For a second he contemplated the impassive silver face. The Colonel must have perceived his thoughts. With no official request to work from, he must have somehow divined that his loyal Captain was desperate to serve his country more actively. Now the Colonel had stepped aside from his governmental duties to speak to Captain Bolivar in person. Neither the Captain nor the old Señor now spilling boiling water over his fingers ever fully admitted what he felt in those five minutes while the second hand lurched round the clock face.
On the front line of the struggle, he told himself as he straightened his uniform and held his hands stiffly to stop them quivering, he would be able to make the war against the terrorists go more quickly. He could help make sure his child was born into a safe, Godly and prosperous country.

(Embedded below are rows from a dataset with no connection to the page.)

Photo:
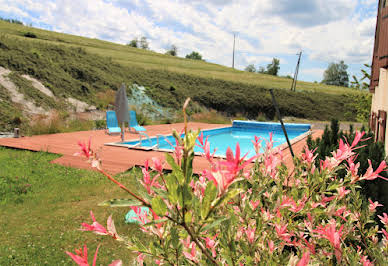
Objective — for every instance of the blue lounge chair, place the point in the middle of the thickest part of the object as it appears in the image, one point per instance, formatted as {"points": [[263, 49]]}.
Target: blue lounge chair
{"points": [[133, 122], [111, 123]]}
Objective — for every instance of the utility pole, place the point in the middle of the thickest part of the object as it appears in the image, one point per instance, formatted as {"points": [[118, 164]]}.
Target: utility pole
{"points": [[234, 42], [293, 86]]}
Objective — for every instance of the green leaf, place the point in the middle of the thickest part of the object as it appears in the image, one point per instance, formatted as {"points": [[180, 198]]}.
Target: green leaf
{"points": [[187, 195], [156, 222], [227, 196], [158, 205], [174, 237], [170, 160], [188, 217], [120, 203], [172, 187], [214, 224], [210, 195]]}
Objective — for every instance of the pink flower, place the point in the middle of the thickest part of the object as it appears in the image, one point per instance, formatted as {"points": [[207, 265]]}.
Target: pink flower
{"points": [[157, 164], [342, 192], [101, 230], [255, 204], [271, 162], [81, 257], [384, 218], [233, 162], [95, 226], [186, 242], [372, 175], [141, 215], [140, 258], [282, 232], [365, 261], [147, 181], [373, 205], [257, 144], [330, 233], [352, 167], [211, 244], [250, 232], [308, 155], [304, 260], [192, 255], [85, 150], [266, 215], [342, 213]]}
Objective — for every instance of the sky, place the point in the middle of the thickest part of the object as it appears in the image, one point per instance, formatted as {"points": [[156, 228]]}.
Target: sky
{"points": [[324, 30]]}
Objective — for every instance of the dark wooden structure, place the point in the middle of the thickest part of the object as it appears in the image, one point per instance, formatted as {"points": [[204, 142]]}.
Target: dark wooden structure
{"points": [[380, 52], [378, 117]]}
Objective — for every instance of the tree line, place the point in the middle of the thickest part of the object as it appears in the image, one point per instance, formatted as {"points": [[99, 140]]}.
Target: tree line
{"points": [[143, 43], [336, 74]]}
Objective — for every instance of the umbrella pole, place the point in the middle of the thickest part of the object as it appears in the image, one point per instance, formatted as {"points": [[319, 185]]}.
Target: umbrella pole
{"points": [[122, 131]]}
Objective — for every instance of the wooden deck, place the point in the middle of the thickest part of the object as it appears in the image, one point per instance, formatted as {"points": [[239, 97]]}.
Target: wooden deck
{"points": [[116, 159]]}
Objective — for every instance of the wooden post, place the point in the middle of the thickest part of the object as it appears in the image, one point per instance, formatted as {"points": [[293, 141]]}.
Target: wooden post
{"points": [[281, 122]]}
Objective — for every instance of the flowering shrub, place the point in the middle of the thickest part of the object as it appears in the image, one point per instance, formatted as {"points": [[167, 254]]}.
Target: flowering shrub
{"points": [[238, 212]]}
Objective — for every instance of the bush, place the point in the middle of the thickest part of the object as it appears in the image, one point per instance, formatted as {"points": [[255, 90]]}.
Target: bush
{"points": [[235, 214], [30, 35], [370, 150]]}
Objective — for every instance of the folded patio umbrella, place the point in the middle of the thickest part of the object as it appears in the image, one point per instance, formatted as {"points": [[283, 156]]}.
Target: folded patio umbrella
{"points": [[121, 108]]}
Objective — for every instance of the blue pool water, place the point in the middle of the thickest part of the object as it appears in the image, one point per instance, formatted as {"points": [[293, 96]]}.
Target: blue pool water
{"points": [[242, 132]]}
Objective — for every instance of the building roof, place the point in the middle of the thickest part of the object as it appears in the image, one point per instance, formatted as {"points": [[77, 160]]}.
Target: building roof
{"points": [[380, 52]]}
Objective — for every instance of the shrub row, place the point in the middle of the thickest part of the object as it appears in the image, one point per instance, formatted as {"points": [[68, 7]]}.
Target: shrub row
{"points": [[70, 71]]}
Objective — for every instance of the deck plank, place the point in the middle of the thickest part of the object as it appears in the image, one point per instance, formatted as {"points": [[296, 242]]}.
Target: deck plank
{"points": [[117, 159]]}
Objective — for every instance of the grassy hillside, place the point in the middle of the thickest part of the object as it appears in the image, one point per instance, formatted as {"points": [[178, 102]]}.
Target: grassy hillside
{"points": [[133, 57], [88, 69]]}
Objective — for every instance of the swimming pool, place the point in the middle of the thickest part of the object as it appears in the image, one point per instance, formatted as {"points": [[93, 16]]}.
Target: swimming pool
{"points": [[242, 132]]}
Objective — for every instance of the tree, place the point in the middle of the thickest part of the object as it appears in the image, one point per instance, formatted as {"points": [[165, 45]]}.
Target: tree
{"points": [[194, 55], [173, 50], [358, 84], [134, 43], [336, 74], [273, 68], [261, 70], [144, 43], [250, 68]]}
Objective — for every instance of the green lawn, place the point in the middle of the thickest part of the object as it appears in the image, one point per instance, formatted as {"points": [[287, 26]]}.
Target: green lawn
{"points": [[42, 206], [133, 57]]}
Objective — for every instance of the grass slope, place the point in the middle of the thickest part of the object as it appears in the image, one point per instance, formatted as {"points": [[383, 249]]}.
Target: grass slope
{"points": [[134, 57], [42, 206], [86, 69]]}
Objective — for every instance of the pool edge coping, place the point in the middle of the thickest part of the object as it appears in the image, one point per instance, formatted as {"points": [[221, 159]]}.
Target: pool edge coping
{"points": [[279, 148]]}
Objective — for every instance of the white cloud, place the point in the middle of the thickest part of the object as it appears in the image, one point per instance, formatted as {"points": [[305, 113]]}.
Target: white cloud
{"points": [[326, 30], [314, 73]]}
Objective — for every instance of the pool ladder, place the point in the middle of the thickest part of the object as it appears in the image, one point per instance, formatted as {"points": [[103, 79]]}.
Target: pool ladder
{"points": [[147, 137]]}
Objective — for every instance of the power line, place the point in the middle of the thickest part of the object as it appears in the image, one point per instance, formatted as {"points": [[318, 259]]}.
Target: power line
{"points": [[293, 86], [234, 42]]}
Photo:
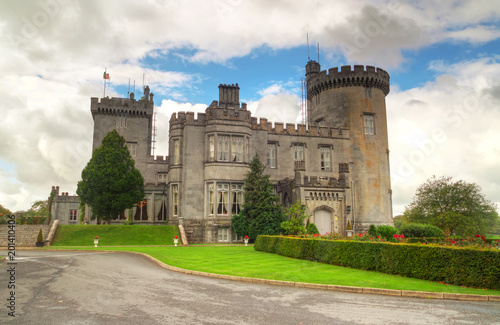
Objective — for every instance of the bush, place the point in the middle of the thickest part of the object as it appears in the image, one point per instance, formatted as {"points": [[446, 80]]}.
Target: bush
{"points": [[312, 229], [418, 230], [387, 231], [455, 265], [373, 231]]}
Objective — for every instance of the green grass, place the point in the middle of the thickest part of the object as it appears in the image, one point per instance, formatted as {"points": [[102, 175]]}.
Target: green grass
{"points": [[246, 262], [114, 235]]}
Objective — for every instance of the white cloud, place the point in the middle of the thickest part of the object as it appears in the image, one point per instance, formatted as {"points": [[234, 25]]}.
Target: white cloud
{"points": [[447, 127]]}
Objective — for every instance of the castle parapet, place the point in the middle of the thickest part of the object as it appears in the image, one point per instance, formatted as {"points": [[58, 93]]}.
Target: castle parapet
{"points": [[348, 77]]}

This was where his memory always failed him, Señor thought sadly in his shuttered living room. He could never remember locking the door to his office or telling his secretary that he was going out for a while. He certainly couldn’t recall any detail of the walk from the main barracks to the Colonel’s quarters. He could reconstruct it from memories of other journeys in the compound, but that one walk, at the time the most important in his life, no, he couldn’t remember any of it.
But sitting in the Colonel’s waiting room, with his cap on his knees and self-important heat creeping across his ribs, he did remember that the completed orders were still lying on his desk, unexecuted. And so they would remain, perhaps for the rest of the morning until the Colonel released him. It was with an embarrassed sense of duty undone that he responded to the call and strode irresolutely into the Colonel’s office.